Ein rumänischer Schwimmer ist nach seinem Lauf jedenfalls sauer und erklärt: Er sei zur WM gekommen, um Spaß zu haben, „nicht um zu leiden“. Abwarten, vielleicht können die Veranstalter das Wasser im kleinen Becken ja ein bisschen anheizen. Oder doch noch eine mobile Sauna auftreiben.

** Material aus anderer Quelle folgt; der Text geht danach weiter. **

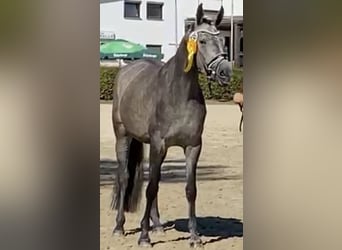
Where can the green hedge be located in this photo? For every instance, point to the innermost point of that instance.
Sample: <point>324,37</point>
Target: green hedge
<point>107,77</point>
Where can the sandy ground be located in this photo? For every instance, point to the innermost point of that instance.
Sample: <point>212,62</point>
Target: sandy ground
<point>220,188</point>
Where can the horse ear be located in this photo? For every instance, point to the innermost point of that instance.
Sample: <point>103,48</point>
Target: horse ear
<point>219,17</point>
<point>199,14</point>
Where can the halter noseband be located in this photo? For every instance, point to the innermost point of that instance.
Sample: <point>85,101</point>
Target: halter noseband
<point>212,66</point>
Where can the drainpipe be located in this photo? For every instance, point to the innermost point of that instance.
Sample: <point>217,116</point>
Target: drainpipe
<point>232,33</point>
<point>176,25</point>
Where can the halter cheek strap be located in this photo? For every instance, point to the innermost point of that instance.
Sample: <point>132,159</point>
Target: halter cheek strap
<point>191,47</point>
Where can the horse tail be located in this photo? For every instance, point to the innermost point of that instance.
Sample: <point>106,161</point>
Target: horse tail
<point>135,180</point>
<point>241,119</point>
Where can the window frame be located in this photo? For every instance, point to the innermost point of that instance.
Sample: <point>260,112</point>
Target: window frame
<point>132,3</point>
<point>161,5</point>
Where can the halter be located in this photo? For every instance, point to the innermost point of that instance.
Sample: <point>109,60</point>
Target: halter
<point>212,67</point>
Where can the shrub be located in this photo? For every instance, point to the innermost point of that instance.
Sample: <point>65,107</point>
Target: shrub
<point>107,78</point>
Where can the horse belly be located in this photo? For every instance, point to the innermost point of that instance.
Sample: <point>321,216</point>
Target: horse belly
<point>186,131</point>
<point>135,116</point>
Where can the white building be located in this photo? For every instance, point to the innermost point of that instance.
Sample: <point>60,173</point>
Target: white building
<point>155,24</point>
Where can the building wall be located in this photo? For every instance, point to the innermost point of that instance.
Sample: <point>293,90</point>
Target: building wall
<point>154,31</point>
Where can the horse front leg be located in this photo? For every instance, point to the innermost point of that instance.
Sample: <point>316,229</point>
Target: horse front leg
<point>157,155</point>
<point>122,181</point>
<point>155,217</point>
<point>192,156</point>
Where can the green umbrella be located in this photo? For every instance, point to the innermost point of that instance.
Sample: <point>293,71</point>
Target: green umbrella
<point>122,49</point>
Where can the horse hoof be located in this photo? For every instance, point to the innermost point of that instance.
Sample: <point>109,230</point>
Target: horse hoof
<point>144,243</point>
<point>196,243</point>
<point>118,233</point>
<point>158,231</point>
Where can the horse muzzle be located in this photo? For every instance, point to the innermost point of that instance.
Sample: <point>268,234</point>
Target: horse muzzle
<point>220,70</point>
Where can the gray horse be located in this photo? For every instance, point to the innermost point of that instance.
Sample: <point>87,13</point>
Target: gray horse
<point>163,105</point>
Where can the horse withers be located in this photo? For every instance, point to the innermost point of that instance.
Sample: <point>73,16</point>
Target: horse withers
<point>163,105</point>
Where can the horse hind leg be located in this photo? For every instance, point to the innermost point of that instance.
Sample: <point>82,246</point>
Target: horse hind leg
<point>129,180</point>
<point>157,155</point>
<point>192,155</point>
<point>155,217</point>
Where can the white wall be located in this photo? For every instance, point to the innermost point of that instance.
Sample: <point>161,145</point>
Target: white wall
<point>157,32</point>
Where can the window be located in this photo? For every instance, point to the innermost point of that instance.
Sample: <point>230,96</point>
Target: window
<point>132,9</point>
<point>155,11</point>
<point>154,48</point>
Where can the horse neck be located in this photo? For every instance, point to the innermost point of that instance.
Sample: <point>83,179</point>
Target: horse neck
<point>183,86</point>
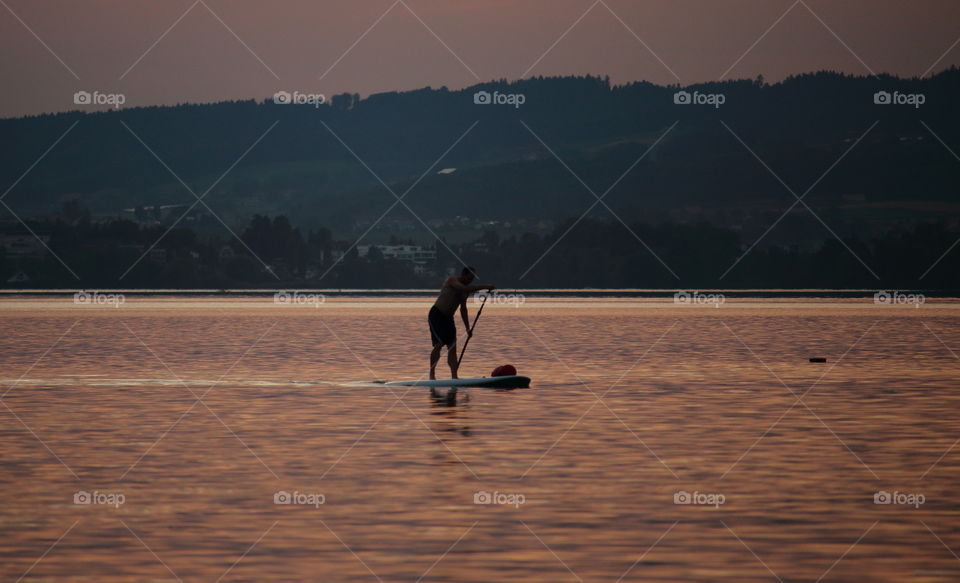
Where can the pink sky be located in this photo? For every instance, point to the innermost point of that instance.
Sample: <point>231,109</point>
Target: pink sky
<point>105,45</point>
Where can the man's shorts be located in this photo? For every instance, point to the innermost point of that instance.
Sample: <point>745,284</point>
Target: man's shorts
<point>442,329</point>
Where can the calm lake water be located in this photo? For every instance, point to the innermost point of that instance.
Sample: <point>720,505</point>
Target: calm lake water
<point>636,405</point>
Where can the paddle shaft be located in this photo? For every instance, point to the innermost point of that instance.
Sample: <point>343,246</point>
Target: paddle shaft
<point>470,335</point>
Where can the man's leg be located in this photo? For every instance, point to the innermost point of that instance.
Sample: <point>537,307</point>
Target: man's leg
<point>434,359</point>
<point>452,360</point>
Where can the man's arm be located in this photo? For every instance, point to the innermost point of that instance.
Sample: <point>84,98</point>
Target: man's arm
<point>469,289</point>
<point>466,318</point>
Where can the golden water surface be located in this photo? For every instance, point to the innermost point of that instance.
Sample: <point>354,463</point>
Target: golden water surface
<point>198,414</point>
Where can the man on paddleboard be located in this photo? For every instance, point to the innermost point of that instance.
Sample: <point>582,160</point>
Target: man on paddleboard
<point>443,332</point>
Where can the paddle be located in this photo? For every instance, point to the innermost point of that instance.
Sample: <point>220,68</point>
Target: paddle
<point>470,335</point>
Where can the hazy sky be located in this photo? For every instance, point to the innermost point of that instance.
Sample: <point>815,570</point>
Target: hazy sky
<point>170,51</point>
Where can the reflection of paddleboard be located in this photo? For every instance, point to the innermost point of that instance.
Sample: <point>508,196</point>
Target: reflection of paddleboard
<point>509,382</point>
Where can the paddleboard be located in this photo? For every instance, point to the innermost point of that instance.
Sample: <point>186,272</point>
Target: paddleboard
<point>510,382</point>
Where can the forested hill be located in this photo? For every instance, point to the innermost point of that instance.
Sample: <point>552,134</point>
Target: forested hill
<point>304,166</point>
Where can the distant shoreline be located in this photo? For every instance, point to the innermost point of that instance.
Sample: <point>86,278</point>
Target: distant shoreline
<point>532,293</point>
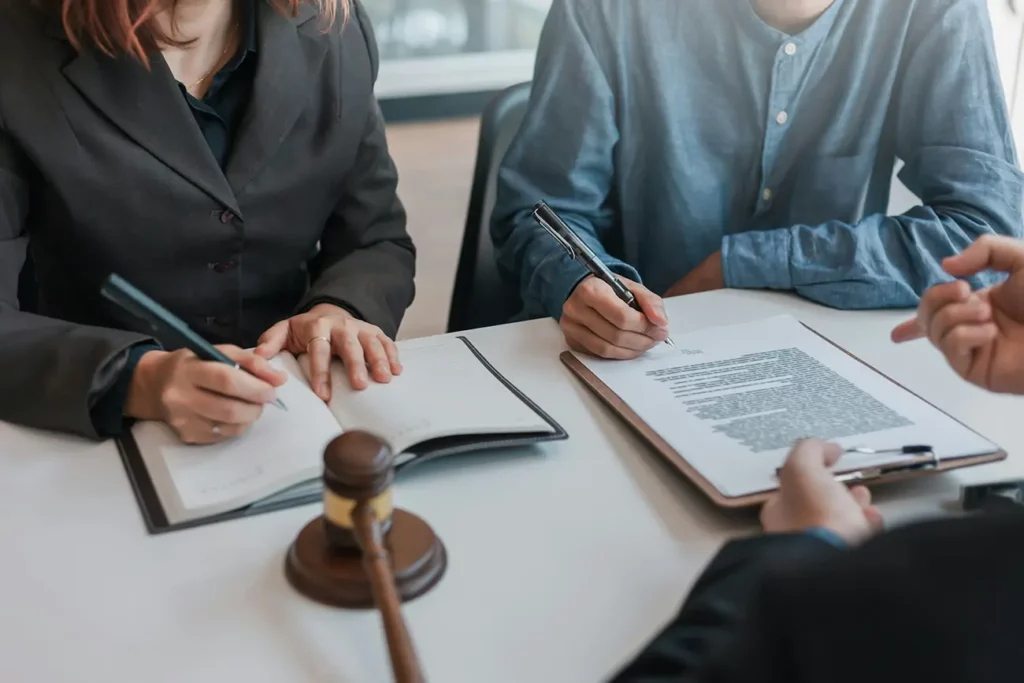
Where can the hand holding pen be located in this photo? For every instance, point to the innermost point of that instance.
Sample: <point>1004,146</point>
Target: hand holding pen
<point>205,393</point>
<point>606,315</point>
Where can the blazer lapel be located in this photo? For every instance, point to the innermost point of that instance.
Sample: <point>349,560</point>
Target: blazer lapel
<point>289,57</point>
<point>148,107</point>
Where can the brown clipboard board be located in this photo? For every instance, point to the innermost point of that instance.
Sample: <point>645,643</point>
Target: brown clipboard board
<point>676,461</point>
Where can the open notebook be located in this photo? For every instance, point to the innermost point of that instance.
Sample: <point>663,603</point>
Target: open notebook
<point>449,399</point>
<point>725,407</point>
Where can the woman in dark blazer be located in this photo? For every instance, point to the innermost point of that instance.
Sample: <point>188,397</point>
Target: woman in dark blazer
<point>226,157</point>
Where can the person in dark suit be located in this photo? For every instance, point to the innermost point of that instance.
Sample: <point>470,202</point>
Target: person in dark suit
<point>227,158</point>
<point>821,597</point>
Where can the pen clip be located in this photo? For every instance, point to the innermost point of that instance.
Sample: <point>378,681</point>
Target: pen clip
<point>554,232</point>
<point>926,461</point>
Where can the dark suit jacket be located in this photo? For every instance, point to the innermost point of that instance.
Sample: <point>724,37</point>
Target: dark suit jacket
<point>936,602</point>
<point>102,169</point>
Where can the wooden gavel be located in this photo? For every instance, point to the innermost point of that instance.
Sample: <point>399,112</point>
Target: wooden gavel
<point>363,552</point>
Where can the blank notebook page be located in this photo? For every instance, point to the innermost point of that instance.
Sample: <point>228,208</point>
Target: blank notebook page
<point>282,449</point>
<point>443,390</point>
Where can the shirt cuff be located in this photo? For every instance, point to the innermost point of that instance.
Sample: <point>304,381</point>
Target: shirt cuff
<point>306,307</point>
<point>757,259</point>
<point>109,412</point>
<point>563,274</point>
<point>828,536</point>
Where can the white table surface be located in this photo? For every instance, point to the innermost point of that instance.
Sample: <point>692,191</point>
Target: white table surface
<point>562,562</point>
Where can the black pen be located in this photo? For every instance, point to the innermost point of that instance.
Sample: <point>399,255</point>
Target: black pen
<point>164,323</point>
<point>579,251</point>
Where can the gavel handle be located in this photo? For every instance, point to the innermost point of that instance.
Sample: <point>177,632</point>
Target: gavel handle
<point>404,663</point>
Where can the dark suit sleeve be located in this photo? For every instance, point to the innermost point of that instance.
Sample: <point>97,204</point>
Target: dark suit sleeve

Die 100 Meter Rücken schwimmt der US-Amerikaner Keaton Jones, Jahrgang 2004, im Vorlauf in 59 Sekunden – ein neuer Overall-Weltrekord. Abwarten, ob er am Abend im Finale noch mehr drauf hat. Die 500 Meter Freistil sind für viele Starterinnen und Starter eine wahre Herausforderung. Ein paar geben auf. Womöglich auch, weil sie wissen: zum anschließenden Aufwärmen gibt’s nur ein paar Duschen. Wer weiß …
Plötzlich Weltmeister
Die Stimmung bei den Zuschauern und den meisten Sportlerinnen und Sportlern ist aber top. Auch bei mir, ich konnte nämlich meinen Lauf über 100 Rücken gewinnen – und bald steht fest: Ich bin tatsächlich Weltmeister! In meiner Altersklasse. Es muss ja zumindest einen Vorteil haben, dass ich dieses Jahr 60 werde. Elke Ortloff holt ebenfalls den AK-Titel und Tina Deeken wohl die Para-Wertung, sie sagt, sie sei sich so gut wie sicher, in der Ergebnisliste fehlen indes bis auf Weiteres die Resultate der Schwimmerinnen und Schwimmer mit Behinderung. Die erste Goldmedaille für das 57-köpfige Team Deutschland ist jedenfalls eingefahren. Und später werden weitere folgen.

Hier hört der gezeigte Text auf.